Host root exudates (xenognosins)
Some seed have been shown to respond to the presence of roots belonging to other plants. This response is particularly well recorded for certain members of the Orobanchaceae, a family of parasitic flowering plants. A number of Orobanchaceae general produce large quantities of very small seeds (not unlike orchids). Studies have found that the tiny seeds of Orobanche (Broomrape) and Striga (Witchweed) species are stimulated to germinate by complex organic compounds (termed xenognosins) excreted by the fine roots of certain plants. These chemicals decay rapidly in the soil therefore the seeds must to be within a few millimetres of the root. When the seed ‘smells’ the close presence of a suitable root it initates germination and grows towards the root (where the chemical concentration is highest) before pushing a specialised root (haustorium) into the unlucky host and stealing nutrients!

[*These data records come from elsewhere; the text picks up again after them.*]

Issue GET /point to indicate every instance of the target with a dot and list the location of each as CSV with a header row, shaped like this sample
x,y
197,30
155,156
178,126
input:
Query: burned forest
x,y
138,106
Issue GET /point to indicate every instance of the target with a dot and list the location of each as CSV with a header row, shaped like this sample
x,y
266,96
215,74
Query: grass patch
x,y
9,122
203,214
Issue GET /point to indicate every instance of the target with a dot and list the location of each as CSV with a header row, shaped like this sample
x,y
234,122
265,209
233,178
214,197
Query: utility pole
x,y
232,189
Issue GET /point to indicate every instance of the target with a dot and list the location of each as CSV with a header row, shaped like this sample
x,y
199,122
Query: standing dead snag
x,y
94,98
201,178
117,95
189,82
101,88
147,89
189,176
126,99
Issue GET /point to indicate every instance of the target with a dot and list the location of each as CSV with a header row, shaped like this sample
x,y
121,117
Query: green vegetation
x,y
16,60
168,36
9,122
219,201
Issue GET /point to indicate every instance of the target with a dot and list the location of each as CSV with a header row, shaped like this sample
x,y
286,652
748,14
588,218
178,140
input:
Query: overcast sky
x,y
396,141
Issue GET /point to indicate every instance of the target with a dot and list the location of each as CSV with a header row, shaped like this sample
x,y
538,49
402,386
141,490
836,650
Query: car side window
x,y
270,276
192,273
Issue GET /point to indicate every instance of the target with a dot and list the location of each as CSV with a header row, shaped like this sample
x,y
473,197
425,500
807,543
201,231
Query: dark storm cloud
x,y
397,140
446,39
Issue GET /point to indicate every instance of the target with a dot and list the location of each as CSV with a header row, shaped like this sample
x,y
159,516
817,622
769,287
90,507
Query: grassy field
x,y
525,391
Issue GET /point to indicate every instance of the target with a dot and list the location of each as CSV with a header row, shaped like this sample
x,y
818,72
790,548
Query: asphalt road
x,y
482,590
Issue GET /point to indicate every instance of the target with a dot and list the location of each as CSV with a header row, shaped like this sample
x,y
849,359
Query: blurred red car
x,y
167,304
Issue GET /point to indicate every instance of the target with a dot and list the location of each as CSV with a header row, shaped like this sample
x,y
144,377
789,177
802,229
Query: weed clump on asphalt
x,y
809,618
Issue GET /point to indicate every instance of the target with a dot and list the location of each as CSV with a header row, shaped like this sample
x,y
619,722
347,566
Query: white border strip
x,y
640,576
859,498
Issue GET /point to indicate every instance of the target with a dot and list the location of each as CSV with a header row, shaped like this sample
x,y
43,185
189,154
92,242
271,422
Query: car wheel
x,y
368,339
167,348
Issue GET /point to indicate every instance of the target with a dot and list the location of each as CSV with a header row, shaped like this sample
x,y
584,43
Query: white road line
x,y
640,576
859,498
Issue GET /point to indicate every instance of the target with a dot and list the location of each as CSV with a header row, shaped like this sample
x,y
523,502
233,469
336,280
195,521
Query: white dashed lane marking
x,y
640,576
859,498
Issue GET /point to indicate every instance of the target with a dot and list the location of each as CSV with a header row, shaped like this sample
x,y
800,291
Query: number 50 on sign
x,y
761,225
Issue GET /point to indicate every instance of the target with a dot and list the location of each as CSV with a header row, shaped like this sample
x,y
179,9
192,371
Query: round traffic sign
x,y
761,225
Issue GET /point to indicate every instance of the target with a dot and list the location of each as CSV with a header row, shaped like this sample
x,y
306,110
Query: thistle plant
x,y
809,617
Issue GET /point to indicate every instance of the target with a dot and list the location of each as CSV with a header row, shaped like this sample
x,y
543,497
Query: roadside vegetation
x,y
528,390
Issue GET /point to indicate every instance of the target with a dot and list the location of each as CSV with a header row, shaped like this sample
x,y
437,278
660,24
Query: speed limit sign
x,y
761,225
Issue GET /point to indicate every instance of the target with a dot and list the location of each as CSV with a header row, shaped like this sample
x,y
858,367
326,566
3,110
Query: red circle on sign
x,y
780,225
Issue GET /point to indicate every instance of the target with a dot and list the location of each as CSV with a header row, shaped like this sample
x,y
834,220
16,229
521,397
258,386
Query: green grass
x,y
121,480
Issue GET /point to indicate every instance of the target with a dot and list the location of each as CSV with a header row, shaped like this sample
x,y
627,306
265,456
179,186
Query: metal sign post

- Baskin C and Baskin J. 2001. Seeds. Ecology, Biogeography and Evolution of Dormancy and Germination. London: Academic Press.
- Lamont and Perry. 1977. The effects of light, osmotic potential and atmospheric gases on germination of the Mistletoe Amyema preissii. Annals of Botany. 41: 203-209
- Hoyle GL, Steadman KJ, Daws MI and Adkins SW. 2008. Pre- and post-harvest influences on seed dormancy status of an Australian Goodeniaceae species: Goodenia fascicularis F. Muell. & Tate. Annals of Botany. 102: 93-101.
- Baskin CC, Baskin JM, Chester EW and Smith M. 2003. Ethylene as a possible cue for seed germination of Schoenoplectus hallii (Cyperaceae), a rare summer annual of occasionally flooded sites. American Journal of Botany 90: 620-627.